After you have read the overview of the CFU Playground components and set up your CFU-Playground, and read the step-by-step guide, and you’ve decided to build your CFU using Verilog, you will likely need more details of the timing at the CPU:CFU interface.

This section will illustrate interface timing for some common cases.

Case 1: Combinational CFU

In the simplest CFU, there are no registers on the path from the operands (cmd_inputs_0 and cmd_inputs_1) to the result (rsp_outputs_0). The result is computed based on the desired function specified by cmd_function and the operands.

Case 2: CFU with Latency

When the CFU computation critical path is more than will fit into one clock cycle, the computation can be broken into stages. After one or more clock cycles the result will be ready, at which point the CFU asserts the rsp_ready signal.


Note that the operands and the function specifier are valid only during one cycle. It is the CFU’s responsibility to grab and hold these values if needed until the computation finishes. These values can be held in registers enabled by the cmd_valid signal.

The latency from start to finish can be fixed or variable. The CPU will stall as needed until the result is produced and rsp_valid is asserted by the CFU. Of course, this means that a bug in your CFU may hang the CPU and entire system.

Case 3: Split Phase

If the CFU operation is very long running, it might be useful to let the CPU carry on doing other work.
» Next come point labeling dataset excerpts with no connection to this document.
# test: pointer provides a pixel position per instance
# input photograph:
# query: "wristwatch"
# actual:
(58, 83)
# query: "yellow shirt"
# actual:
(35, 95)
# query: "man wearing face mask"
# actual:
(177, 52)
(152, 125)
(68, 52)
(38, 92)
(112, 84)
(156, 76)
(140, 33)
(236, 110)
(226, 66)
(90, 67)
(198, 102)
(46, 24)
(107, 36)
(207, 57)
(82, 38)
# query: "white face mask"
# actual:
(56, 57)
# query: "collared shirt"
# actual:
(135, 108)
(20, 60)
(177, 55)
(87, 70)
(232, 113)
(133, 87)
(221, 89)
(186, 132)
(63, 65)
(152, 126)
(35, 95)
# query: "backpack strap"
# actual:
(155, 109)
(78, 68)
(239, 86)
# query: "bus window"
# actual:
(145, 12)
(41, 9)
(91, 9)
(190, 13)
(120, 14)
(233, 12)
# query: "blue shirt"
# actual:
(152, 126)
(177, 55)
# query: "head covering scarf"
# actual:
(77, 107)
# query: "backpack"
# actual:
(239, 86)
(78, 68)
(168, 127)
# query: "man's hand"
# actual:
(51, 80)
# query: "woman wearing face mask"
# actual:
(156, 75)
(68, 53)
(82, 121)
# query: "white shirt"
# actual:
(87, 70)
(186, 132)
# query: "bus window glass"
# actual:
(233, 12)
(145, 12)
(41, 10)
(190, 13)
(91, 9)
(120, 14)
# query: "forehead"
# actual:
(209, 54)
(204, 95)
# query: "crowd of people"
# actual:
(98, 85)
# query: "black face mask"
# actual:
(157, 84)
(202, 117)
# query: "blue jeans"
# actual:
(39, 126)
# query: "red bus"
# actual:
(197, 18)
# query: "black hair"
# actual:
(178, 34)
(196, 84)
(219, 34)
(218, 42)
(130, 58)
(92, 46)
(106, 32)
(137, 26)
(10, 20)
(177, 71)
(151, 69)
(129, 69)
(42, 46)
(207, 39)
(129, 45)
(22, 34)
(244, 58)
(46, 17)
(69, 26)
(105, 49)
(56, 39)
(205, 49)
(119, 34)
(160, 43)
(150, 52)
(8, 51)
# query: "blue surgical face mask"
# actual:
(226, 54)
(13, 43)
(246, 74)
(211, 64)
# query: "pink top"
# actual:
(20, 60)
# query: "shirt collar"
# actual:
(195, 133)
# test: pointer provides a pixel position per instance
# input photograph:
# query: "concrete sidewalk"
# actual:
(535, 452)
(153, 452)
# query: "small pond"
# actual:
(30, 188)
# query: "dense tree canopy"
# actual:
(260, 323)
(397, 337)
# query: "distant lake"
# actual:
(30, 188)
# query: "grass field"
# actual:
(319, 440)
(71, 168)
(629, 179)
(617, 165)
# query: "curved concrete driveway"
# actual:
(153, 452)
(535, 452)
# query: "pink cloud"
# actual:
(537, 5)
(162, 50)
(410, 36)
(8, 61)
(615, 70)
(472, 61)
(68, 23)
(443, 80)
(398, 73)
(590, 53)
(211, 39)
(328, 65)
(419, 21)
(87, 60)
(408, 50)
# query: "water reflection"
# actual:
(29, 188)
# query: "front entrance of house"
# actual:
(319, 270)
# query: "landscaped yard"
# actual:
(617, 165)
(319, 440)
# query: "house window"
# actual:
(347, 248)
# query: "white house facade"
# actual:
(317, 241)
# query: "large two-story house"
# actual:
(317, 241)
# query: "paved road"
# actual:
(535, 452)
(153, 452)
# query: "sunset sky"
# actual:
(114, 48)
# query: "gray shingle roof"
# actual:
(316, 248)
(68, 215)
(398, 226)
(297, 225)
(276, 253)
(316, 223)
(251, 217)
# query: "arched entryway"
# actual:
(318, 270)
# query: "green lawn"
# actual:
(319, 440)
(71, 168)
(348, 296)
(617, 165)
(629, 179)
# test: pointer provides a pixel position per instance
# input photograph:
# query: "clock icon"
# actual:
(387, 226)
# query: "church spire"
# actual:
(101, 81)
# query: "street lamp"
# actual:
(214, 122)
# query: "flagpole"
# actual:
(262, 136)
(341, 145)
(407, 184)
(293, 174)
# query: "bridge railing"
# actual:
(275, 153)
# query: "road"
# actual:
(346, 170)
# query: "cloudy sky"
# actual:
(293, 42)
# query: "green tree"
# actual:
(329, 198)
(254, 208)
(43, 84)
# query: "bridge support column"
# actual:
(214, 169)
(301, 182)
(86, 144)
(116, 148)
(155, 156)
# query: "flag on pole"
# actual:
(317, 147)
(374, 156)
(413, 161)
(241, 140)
You can do this by using one instruction to start the operation (ignoring its results), and another instruction later to get the results.
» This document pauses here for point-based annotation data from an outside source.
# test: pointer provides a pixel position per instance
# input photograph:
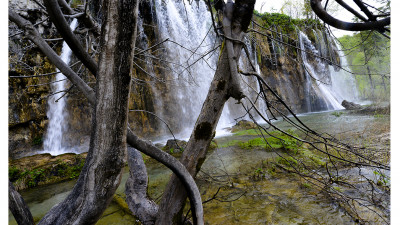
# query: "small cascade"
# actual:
(190, 76)
(57, 114)
(343, 82)
(318, 79)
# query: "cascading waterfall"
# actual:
(188, 76)
(321, 77)
(343, 82)
(190, 26)
(56, 113)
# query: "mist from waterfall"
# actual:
(189, 29)
(57, 114)
(318, 78)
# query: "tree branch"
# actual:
(324, 16)
(133, 140)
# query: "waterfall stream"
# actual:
(188, 74)
(57, 113)
(189, 28)
(322, 78)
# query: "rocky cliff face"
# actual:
(151, 90)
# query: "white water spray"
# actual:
(57, 114)
(190, 26)
(321, 77)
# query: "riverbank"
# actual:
(241, 179)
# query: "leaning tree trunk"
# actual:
(145, 147)
(225, 84)
(101, 173)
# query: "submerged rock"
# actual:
(350, 105)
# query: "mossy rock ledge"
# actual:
(44, 169)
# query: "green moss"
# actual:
(273, 140)
(23, 178)
(286, 23)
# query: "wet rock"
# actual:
(243, 125)
(44, 169)
(175, 146)
(350, 105)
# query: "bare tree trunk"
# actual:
(144, 146)
(224, 85)
(101, 173)
(18, 207)
(370, 82)
(136, 189)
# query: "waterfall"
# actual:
(318, 79)
(343, 82)
(188, 82)
(56, 113)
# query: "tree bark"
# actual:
(101, 173)
(18, 207)
(144, 146)
(136, 189)
(224, 85)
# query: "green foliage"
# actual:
(287, 23)
(249, 132)
(368, 54)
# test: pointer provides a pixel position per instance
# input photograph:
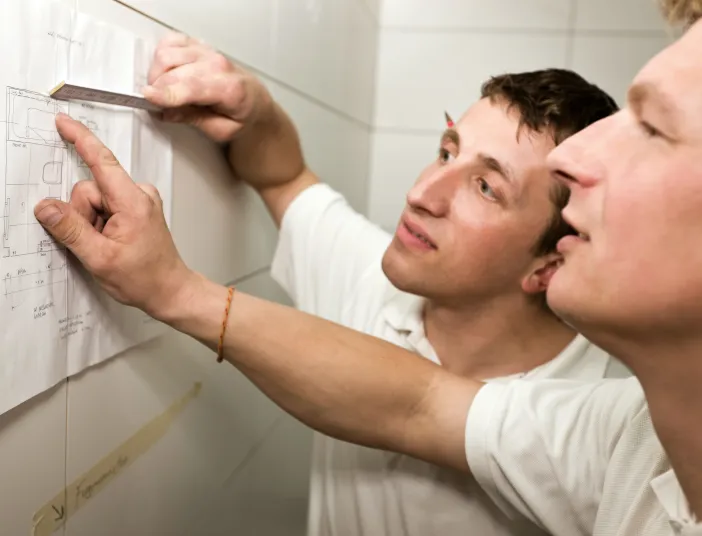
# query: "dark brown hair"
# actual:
(685, 12)
(557, 101)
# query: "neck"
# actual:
(496, 338)
(671, 376)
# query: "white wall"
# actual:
(232, 463)
(433, 56)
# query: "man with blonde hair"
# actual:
(613, 458)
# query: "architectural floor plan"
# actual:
(54, 320)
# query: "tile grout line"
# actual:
(305, 96)
(586, 32)
(570, 43)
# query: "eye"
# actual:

If the CFU is not ready when the second instruction executes, the CPU will stall until it finishes. The first instruction can be thought of as a “fork” and the second instruction as a “join” of control flow. In the waveforms below, the CFU result is ready and is returned immediately when the second instruction executes.

Dashes (‘–’) below mean that the data value is ignored, i.e. a don’t care.
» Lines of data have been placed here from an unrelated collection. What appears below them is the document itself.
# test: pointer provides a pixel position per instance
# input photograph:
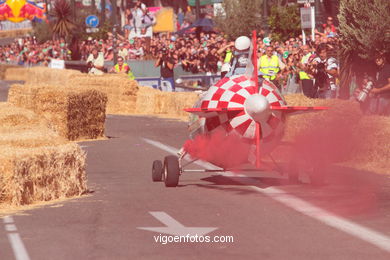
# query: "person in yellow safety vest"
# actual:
(306, 79)
(227, 51)
(269, 65)
(122, 67)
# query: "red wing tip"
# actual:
(298, 108)
(213, 109)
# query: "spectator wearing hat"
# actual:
(382, 85)
(95, 62)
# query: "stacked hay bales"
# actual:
(35, 163)
(74, 113)
(121, 92)
(169, 104)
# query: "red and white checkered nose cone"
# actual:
(257, 107)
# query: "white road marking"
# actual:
(15, 240)
(366, 234)
(10, 228)
(174, 227)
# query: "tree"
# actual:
(284, 22)
(364, 32)
(240, 17)
(62, 13)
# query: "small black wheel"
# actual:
(157, 171)
(171, 171)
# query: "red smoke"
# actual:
(225, 151)
(327, 139)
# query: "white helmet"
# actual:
(242, 43)
(225, 67)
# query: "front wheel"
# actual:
(171, 171)
(157, 171)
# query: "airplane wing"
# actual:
(211, 112)
(297, 109)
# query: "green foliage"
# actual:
(62, 13)
(364, 32)
(241, 18)
(284, 22)
(364, 27)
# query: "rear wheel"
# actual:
(171, 171)
(157, 171)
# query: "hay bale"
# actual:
(146, 100)
(45, 75)
(121, 92)
(36, 164)
(74, 113)
(29, 175)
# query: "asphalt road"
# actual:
(347, 219)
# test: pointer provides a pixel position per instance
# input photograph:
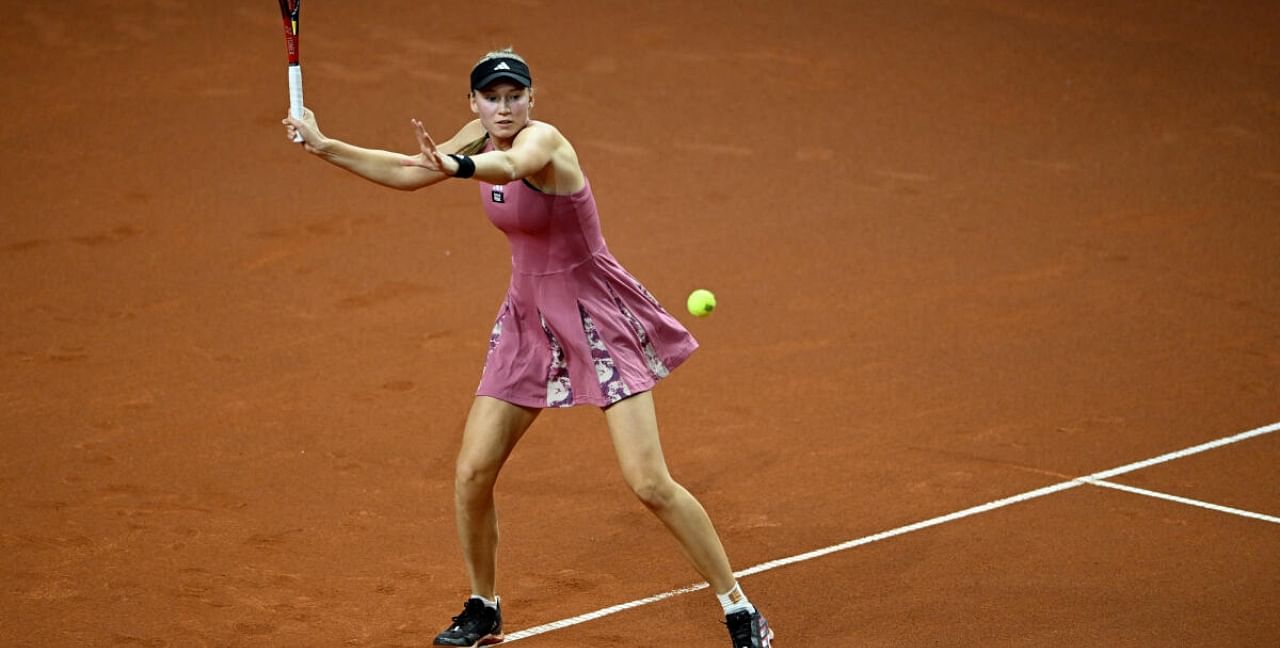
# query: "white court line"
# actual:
(1180, 500)
(1096, 479)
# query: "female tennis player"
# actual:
(575, 328)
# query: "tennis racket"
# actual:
(289, 14)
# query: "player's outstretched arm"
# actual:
(387, 168)
(530, 153)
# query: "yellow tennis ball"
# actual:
(702, 302)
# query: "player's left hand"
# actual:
(430, 156)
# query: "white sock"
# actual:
(735, 601)
(487, 602)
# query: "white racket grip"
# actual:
(296, 96)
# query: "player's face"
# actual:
(503, 108)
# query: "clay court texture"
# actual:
(996, 359)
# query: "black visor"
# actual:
(490, 71)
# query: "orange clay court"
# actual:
(967, 252)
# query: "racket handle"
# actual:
(296, 96)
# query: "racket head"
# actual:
(289, 12)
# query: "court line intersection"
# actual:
(1096, 479)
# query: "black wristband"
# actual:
(466, 168)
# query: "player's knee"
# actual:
(471, 480)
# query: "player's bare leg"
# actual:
(492, 432)
(634, 427)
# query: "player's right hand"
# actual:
(305, 127)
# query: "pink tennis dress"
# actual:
(575, 328)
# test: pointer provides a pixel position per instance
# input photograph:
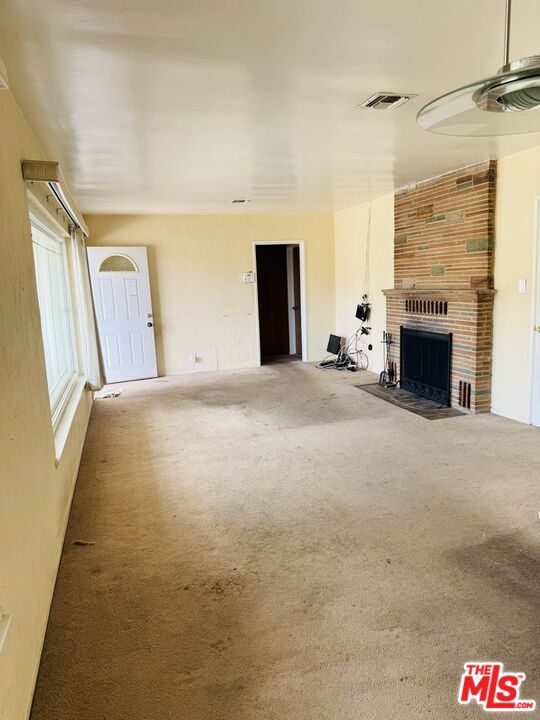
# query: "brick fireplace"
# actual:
(443, 271)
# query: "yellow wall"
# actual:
(35, 493)
(518, 184)
(200, 303)
(351, 233)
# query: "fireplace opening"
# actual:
(425, 363)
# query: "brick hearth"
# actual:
(443, 269)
Case 4: More operands & results

Some operations naturally have more than two operands and/or more than one result. In this case, multiple CFU instructions can be used to move operands and fetch results. One implementation option would be to use different opcodes for the different instructions. Another option would be to have the CFU control keep track sequencing.

In the example below, three instructions use three different CFU opcodes. The first instruction provides the first two operands and ignores the provided result. The second instruction provides the rest of the operands, performs the computation, and returns the first result. The third instruction provides the second result (operands are ignored).

Case 5: Addressable CFU registers

For complex CFUs, it might make sense to have addressable storage or configuration registers. Since the address is provided by an operand, you just need one opcode for writing to any CFU register, and another opcode for reading from a CFU register.

In this example, the CPU writes values val0, val1, etc to CFU registers at indices 0, 1, etc. It then issues an instruction telling the CFU to start its computation. Later it reads back two values from the specified addresses.

Case 6: Polling

You might want to have the CPU check if the CFU is still working, and if it is, have the CPU continue working on other stuff. This isn’t possible with “Case 3” above since there’s no way to check if the CFU is done without getting stuck waiting for it to finish. The CFU can provide another instruction that simple returns True as a result if it is still busy.

Case 7: Accumulation

Another common case is when you want to shove an indefinite amount of data into the CFU, and the CFU keeps a running accumulation or reduction. An example might be a dot product where you can send x[i] and y[i] for i from 0 to N-1. This is usually implemented as 3 cooperating instructions: one to initialize the state (e.g. zero out the accumulator); one to send the next set of data; and a final one to retrieve the result.

On the software side, there is typically a loop streaming in the data – reading values from memory and then executing the “acc” CFU instruction. The “init” CFU instruction is executed before the loop is entered, and the “cfurd” CFU instruction is executed after the loop exits.